Performance of the detection of PAS elements in notes

We also assessed the performance (recall, precision, F-measure) of the first step of our system (the detection of PAS elements in clinical notes).

Timestamp experiment

A real-time production system is most efficient if the information is recorded in the EHR in real-time (ie, when it is useful for decision making). Consequently, we evaluated the algorithm's risk classification performance using information available at different points of the 48-h study window. More precisely, we ran our algorithm consecutively 48 times using cumulative data available after each hour of a 48-h study window of the ED visit. The purpose of this experiment was to assess the point in time of the ED encounter when high performance could be reached, that is, when enough data were present in the EHR for the algorithm to perform well. Additionally, we also evaluated performance up to the time patients were sent for an abdominal CT scan, to see if the algorithm could prevent unnecessary CT scans.

Results

Annotator agreement

Table 2 shows inter-annotator agreement results on the 1000-record sets from the two annotator pairs (A1/A2 and A3/A4), as well as on the common sample annotated by all four annotators. Agreement was strong for the risk classification (above 0.86 in most cases) and slightly lower for the PAS elements (from 0.75 to 0.85). The last three columns detail inter-annotator agreement for each risk class. Agreement was highest for the low-risk class and lowest for the equivocal-risk class.

Table 2

Inter-annotator agreement (F-measure) on the 1000-record sets and on the (100-record) common sample and intra-annotator agreement on the repeat sample

Record set	Annotator(s)	Risk class	PAS elements	High-risk	Equivocal-risk	Low-risk
1000-record sets (inter-annotator agreement)	Pair 1 (A1/A2)	0.896	0.830	0.898	0.841	0.938
1000-record sets (inter-annotator agreement)	Pair 2 (A3/A4)	0.897	0.783	0.906	0.845	0.927
Common 100-record sample (Inter-annotator agreement)	A1/A2	0.900	0.855	0.947	0.833	0.918
	A3/A4	0.864	0.789	0.829	0.812	0.921
	A1/A3	0.861	0.814	0.821	0.818	0.903
	A1/A4	0.836	0.748	0.895	0.769	0.851
	A2/A3	0.889	0.836	0.878	0.813	0.946
	A2/A4	0.843	0.765	0.900	0.762	0.872
Repeat sample (intra-annotator agreement)	A1	0.901	0.811	0.800	0.862	0.946
	A2	0.895	0.844	0.880	0.841	0.933
	A3	0.929	0.858	0.857	0.899	0.962
	A4	0.890	0.783	0.818	0.844	0.930

PAS, Pediatric Appendicitis Score; Risk class, low or equivocal or high risk for appendicitis; PAS elements, PAS terminology annotated in the text (eg, ‘fever’).

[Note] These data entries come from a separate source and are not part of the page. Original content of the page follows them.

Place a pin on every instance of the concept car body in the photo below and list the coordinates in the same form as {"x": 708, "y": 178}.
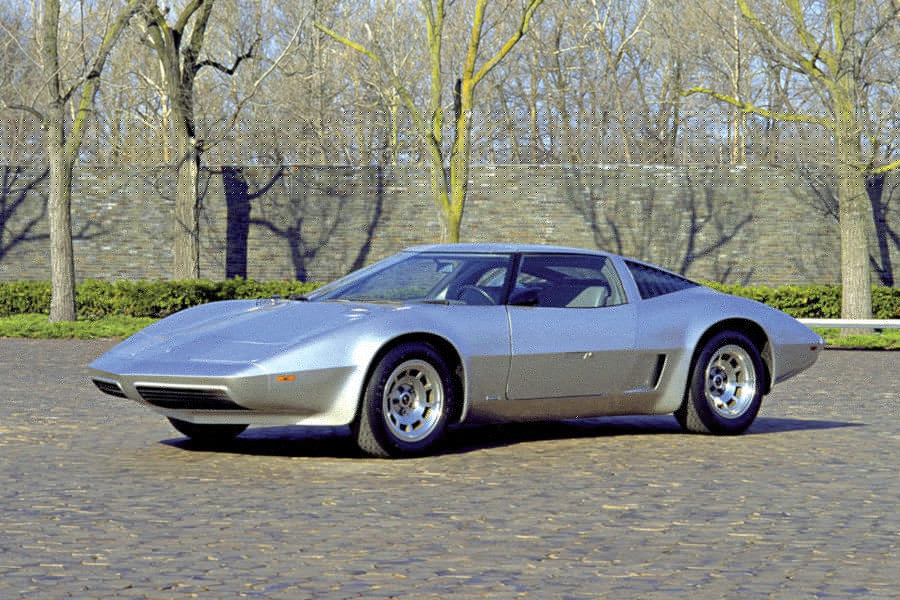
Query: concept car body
{"x": 444, "y": 334}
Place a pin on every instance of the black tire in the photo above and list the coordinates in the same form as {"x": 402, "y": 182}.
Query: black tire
{"x": 725, "y": 390}
{"x": 207, "y": 434}
{"x": 407, "y": 403}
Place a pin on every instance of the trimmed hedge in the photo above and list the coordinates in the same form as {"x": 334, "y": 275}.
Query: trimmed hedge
{"x": 157, "y": 299}
{"x": 154, "y": 299}
{"x": 814, "y": 301}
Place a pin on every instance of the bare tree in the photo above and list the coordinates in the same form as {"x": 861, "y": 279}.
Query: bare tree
{"x": 832, "y": 55}
{"x": 64, "y": 116}
{"x": 449, "y": 193}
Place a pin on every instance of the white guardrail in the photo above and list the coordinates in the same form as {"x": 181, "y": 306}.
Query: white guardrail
{"x": 853, "y": 323}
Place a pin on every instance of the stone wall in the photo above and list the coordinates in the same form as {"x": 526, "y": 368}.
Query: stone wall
{"x": 750, "y": 225}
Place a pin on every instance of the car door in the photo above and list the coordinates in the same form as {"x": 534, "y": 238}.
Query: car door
{"x": 572, "y": 330}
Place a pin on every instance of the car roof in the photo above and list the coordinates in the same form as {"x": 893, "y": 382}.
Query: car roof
{"x": 502, "y": 248}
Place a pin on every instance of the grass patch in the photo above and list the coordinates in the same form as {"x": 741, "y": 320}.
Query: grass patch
{"x": 37, "y": 326}
{"x": 886, "y": 339}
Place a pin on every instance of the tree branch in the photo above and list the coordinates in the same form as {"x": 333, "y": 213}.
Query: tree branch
{"x": 395, "y": 79}
{"x": 749, "y": 108}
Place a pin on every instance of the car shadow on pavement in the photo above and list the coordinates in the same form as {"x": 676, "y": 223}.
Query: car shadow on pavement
{"x": 338, "y": 442}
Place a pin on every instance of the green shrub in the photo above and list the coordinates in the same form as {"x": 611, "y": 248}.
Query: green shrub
{"x": 24, "y": 297}
{"x": 814, "y": 301}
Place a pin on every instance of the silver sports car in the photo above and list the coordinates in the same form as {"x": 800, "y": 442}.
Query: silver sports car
{"x": 445, "y": 334}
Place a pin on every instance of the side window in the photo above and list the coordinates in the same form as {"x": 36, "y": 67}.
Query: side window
{"x": 653, "y": 282}
{"x": 567, "y": 281}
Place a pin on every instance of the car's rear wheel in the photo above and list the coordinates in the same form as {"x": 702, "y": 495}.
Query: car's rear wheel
{"x": 725, "y": 391}
{"x": 407, "y": 402}
{"x": 207, "y": 434}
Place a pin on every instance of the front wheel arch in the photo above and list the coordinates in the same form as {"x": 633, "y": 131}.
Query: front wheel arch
{"x": 447, "y": 352}
{"x": 754, "y": 332}
{"x": 726, "y": 385}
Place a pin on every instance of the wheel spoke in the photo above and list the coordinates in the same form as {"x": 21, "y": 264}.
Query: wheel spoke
{"x": 413, "y": 400}
{"x": 731, "y": 381}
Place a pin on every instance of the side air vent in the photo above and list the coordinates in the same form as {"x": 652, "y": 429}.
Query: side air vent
{"x": 109, "y": 387}
{"x": 188, "y": 398}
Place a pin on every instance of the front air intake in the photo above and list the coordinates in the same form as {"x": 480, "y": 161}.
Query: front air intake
{"x": 187, "y": 398}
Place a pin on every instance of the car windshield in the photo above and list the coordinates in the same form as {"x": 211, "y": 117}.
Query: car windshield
{"x": 451, "y": 278}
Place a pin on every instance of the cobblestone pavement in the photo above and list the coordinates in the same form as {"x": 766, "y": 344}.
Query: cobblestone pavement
{"x": 101, "y": 498}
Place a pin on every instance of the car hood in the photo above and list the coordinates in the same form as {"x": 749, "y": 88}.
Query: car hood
{"x": 218, "y": 337}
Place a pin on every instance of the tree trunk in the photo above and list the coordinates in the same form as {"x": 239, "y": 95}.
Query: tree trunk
{"x": 854, "y": 208}
{"x": 62, "y": 259}
{"x": 186, "y": 257}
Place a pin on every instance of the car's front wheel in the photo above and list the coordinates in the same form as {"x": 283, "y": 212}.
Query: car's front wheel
{"x": 207, "y": 434}
{"x": 725, "y": 391}
{"x": 407, "y": 402}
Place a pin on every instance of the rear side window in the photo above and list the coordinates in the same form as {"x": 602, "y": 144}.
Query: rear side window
{"x": 656, "y": 282}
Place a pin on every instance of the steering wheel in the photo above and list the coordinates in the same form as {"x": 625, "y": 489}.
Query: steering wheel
{"x": 480, "y": 291}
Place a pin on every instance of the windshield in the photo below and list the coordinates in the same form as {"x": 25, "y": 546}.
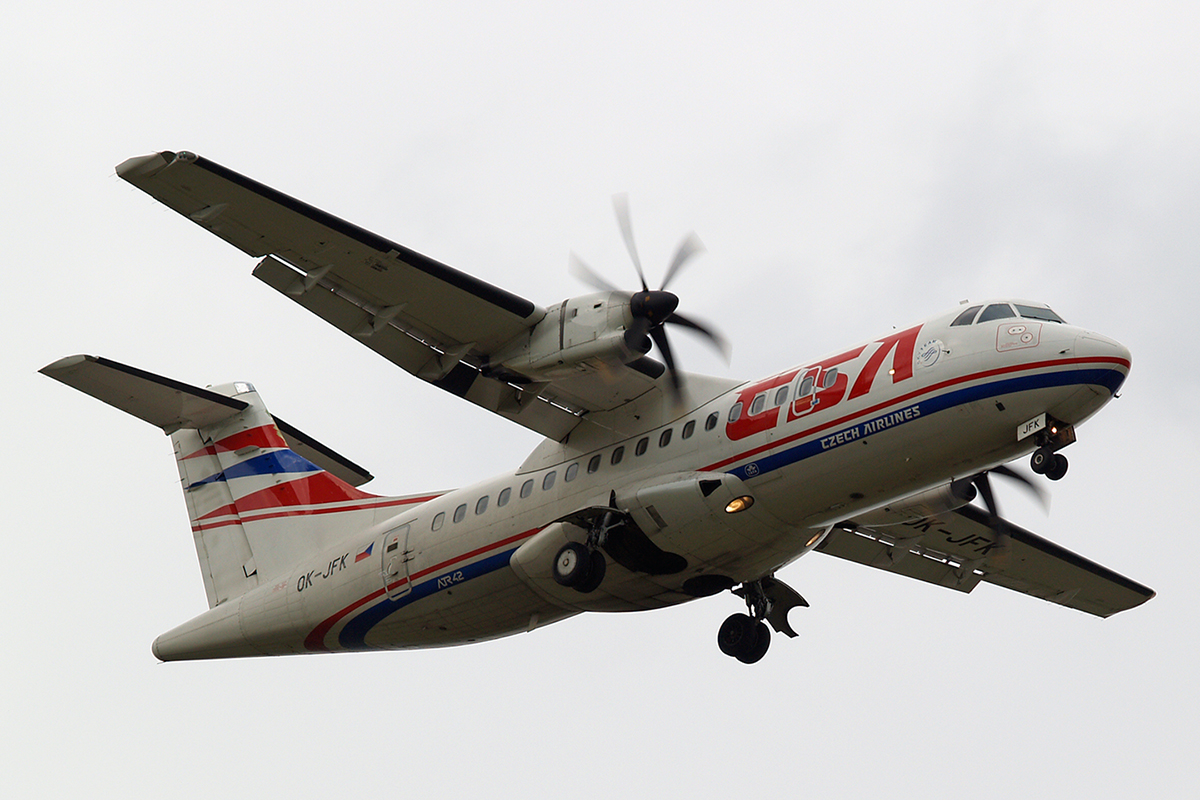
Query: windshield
{"x": 1033, "y": 312}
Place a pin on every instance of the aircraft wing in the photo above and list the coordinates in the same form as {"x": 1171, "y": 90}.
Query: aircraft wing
{"x": 423, "y": 316}
{"x": 958, "y": 551}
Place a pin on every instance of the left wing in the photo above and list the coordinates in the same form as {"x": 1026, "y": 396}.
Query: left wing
{"x": 425, "y": 317}
{"x": 958, "y": 549}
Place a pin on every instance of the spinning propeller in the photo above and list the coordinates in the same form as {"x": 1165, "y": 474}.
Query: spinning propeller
{"x": 652, "y": 308}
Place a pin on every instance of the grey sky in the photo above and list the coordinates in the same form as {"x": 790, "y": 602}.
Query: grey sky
{"x": 850, "y": 167}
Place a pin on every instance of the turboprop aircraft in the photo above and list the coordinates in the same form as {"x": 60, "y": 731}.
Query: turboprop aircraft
{"x": 652, "y": 487}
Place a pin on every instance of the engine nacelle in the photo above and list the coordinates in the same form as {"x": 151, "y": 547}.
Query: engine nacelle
{"x": 922, "y": 505}
{"x": 581, "y": 335}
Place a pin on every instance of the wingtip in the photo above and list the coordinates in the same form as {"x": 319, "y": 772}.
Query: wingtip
{"x": 148, "y": 166}
{"x": 65, "y": 364}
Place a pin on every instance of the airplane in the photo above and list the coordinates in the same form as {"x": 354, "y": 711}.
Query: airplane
{"x": 652, "y": 487}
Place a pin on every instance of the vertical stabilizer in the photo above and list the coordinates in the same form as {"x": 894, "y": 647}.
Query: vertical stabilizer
{"x": 257, "y": 506}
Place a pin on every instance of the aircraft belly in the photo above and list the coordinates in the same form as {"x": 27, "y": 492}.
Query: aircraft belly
{"x": 853, "y": 468}
{"x": 489, "y": 607}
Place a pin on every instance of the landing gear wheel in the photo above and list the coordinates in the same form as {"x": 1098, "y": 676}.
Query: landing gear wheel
{"x": 597, "y": 569}
{"x": 573, "y": 565}
{"x": 759, "y": 644}
{"x": 735, "y": 633}
{"x": 1057, "y": 467}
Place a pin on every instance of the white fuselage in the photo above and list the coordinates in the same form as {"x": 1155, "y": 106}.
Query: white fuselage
{"x": 814, "y": 445}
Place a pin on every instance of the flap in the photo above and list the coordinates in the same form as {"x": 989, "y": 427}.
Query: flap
{"x": 958, "y": 549}
{"x": 425, "y": 317}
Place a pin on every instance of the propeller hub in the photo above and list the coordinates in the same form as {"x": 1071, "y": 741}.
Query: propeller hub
{"x": 653, "y": 306}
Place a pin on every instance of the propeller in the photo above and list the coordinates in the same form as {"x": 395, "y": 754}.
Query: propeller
{"x": 652, "y": 308}
{"x": 999, "y": 527}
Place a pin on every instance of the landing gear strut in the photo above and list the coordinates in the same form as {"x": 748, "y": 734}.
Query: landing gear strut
{"x": 747, "y": 637}
{"x": 582, "y": 566}
{"x": 1047, "y": 462}
{"x": 1047, "y": 459}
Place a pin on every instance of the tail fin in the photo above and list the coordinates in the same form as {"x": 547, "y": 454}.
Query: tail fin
{"x": 245, "y": 474}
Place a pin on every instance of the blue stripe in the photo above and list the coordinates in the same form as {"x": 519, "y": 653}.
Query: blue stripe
{"x": 279, "y": 462}
{"x": 1110, "y": 379}
{"x": 353, "y": 636}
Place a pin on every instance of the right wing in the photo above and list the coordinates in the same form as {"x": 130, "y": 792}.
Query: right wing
{"x": 958, "y": 549}
{"x": 430, "y": 319}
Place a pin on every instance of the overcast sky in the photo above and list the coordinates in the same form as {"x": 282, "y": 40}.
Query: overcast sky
{"x": 850, "y": 167}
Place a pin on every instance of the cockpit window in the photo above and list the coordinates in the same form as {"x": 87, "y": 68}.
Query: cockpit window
{"x": 966, "y": 317}
{"x": 996, "y": 311}
{"x": 1033, "y": 312}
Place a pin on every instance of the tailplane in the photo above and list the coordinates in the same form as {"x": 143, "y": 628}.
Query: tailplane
{"x": 261, "y": 494}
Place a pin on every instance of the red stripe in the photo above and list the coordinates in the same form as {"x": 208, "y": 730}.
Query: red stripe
{"x": 384, "y": 503}
{"x": 905, "y": 398}
{"x": 265, "y": 435}
{"x": 317, "y": 488}
{"x": 316, "y": 639}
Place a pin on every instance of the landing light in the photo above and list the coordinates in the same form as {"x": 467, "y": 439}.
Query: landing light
{"x": 739, "y": 504}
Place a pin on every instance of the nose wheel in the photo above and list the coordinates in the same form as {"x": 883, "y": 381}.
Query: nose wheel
{"x": 1047, "y": 462}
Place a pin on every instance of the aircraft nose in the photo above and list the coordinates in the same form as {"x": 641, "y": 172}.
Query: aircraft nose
{"x": 1090, "y": 344}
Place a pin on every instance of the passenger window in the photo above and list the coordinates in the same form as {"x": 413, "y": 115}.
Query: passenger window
{"x": 996, "y": 311}
{"x": 966, "y": 317}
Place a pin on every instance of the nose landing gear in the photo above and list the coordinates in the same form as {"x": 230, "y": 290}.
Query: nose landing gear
{"x": 1047, "y": 462}
{"x": 1047, "y": 459}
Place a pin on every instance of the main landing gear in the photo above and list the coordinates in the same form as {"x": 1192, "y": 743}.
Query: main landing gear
{"x": 747, "y": 637}
{"x": 582, "y": 566}
{"x": 579, "y": 567}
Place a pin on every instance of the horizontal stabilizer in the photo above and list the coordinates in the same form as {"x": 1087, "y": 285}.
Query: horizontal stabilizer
{"x": 166, "y": 403}
{"x": 331, "y": 462}
{"x": 174, "y": 405}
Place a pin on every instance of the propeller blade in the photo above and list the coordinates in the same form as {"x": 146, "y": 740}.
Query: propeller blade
{"x": 660, "y": 340}
{"x": 713, "y": 336}
{"x": 621, "y": 204}
{"x": 688, "y": 247}
{"x": 589, "y": 276}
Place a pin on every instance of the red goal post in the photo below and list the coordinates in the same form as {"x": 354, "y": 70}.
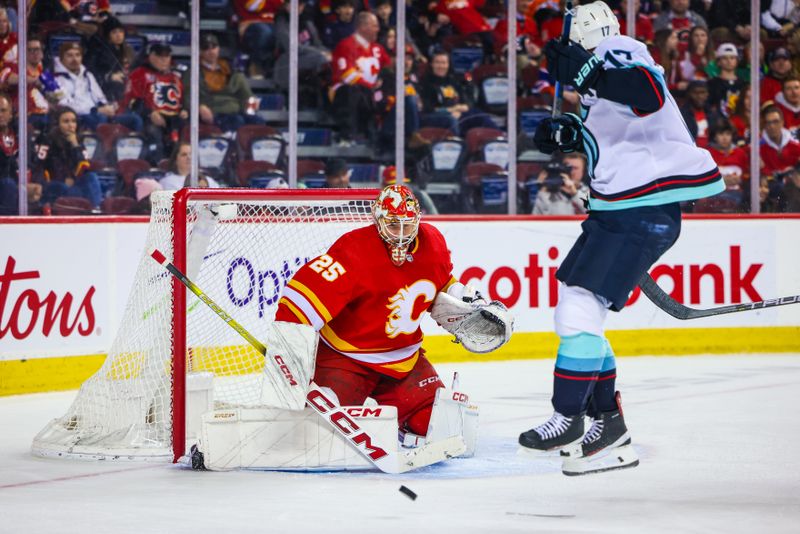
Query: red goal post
{"x": 234, "y": 243}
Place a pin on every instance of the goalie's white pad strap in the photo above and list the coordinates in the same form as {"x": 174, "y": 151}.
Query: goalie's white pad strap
{"x": 291, "y": 355}
{"x": 453, "y": 415}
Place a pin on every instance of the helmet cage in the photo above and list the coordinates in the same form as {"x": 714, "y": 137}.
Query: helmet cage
{"x": 397, "y": 215}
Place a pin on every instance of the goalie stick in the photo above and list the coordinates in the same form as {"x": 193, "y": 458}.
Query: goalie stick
{"x": 386, "y": 459}
{"x": 661, "y": 298}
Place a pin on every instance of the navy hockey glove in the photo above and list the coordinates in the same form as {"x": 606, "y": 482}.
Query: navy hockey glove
{"x": 571, "y": 64}
{"x": 562, "y": 133}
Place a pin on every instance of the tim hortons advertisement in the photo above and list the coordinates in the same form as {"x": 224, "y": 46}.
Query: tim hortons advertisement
{"x": 63, "y": 287}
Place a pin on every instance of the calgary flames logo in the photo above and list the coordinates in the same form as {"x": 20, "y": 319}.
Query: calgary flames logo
{"x": 401, "y": 319}
{"x": 396, "y": 201}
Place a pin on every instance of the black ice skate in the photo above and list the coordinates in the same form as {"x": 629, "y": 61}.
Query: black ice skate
{"x": 558, "y": 432}
{"x": 605, "y": 447}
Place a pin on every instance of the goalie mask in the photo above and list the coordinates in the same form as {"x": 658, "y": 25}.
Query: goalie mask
{"x": 592, "y": 23}
{"x": 397, "y": 213}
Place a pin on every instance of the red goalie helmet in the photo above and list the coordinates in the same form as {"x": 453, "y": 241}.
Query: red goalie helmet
{"x": 397, "y": 213}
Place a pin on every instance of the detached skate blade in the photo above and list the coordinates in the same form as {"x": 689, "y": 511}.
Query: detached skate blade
{"x": 610, "y": 460}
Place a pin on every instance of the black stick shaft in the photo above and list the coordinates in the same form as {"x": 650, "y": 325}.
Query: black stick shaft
{"x": 661, "y": 298}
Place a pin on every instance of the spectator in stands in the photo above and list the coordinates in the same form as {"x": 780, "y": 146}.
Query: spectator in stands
{"x": 548, "y": 19}
{"x": 698, "y": 55}
{"x": 313, "y": 59}
{"x": 665, "y": 53}
{"x": 788, "y": 100}
{"x": 80, "y": 16}
{"x": 697, "y": 112}
{"x": 60, "y": 163}
{"x": 526, "y": 29}
{"x": 726, "y": 86}
{"x": 426, "y": 204}
{"x": 343, "y": 26}
{"x": 43, "y": 90}
{"x": 337, "y": 175}
{"x": 467, "y": 20}
{"x": 779, "y": 17}
{"x": 383, "y": 10}
{"x": 111, "y": 58}
{"x": 740, "y": 118}
{"x": 8, "y": 39}
{"x": 732, "y": 15}
{"x": 145, "y": 187}
{"x": 225, "y": 96}
{"x": 678, "y": 17}
{"x": 155, "y": 92}
{"x": 644, "y": 26}
{"x": 386, "y": 99}
{"x": 778, "y": 150}
{"x": 357, "y": 61}
{"x": 83, "y": 94}
{"x": 733, "y": 161}
{"x": 445, "y": 103}
{"x": 561, "y": 191}
{"x": 180, "y": 167}
{"x": 428, "y": 28}
{"x": 256, "y": 32}
{"x": 780, "y": 68}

Inter-annotator agreement (F-measure) on the 1000-record sets and on the (100-record) common sample and intra-annotator agreement on the repeat sample PAS, Pediatric Appendicitis Score; Risk class, low or equivocal or high risk for appendicitis; PAS elements, PAS terminology annotated in the text (eg, ‘fever’). Intra-annotator agreement measured between each annotator's earlier and subsequent annotation on the repeat sample showed similar values to inter-annotator agreement values (bottom of table 2), except for the high-risk class, which had the lowest intra-annotator agreement.

Descriptive statistics

The final gold standard (after resolution of disagreements) consisted of 31 478 PAS element annotations (see online supplementary table for statistics per category), 1039 low-risk patients, 637 equivocal-risk patients, and 424 high-risk patients. Figure 2 depicts the distribution of cases in the gold standard (figure 2A) and in the predictions of the system (figure 2B) between the three risk classes for all patients. Compared to the annotators, the system classified more patients as equivocal-risk (34% in the system output vs 30% in the gold standard).

Figure 2

Distribution of cases in the gold standard (A) and system output (B). Correct cases are determined against the gold standard of Pediatric Appendicitis Score-based risk classification.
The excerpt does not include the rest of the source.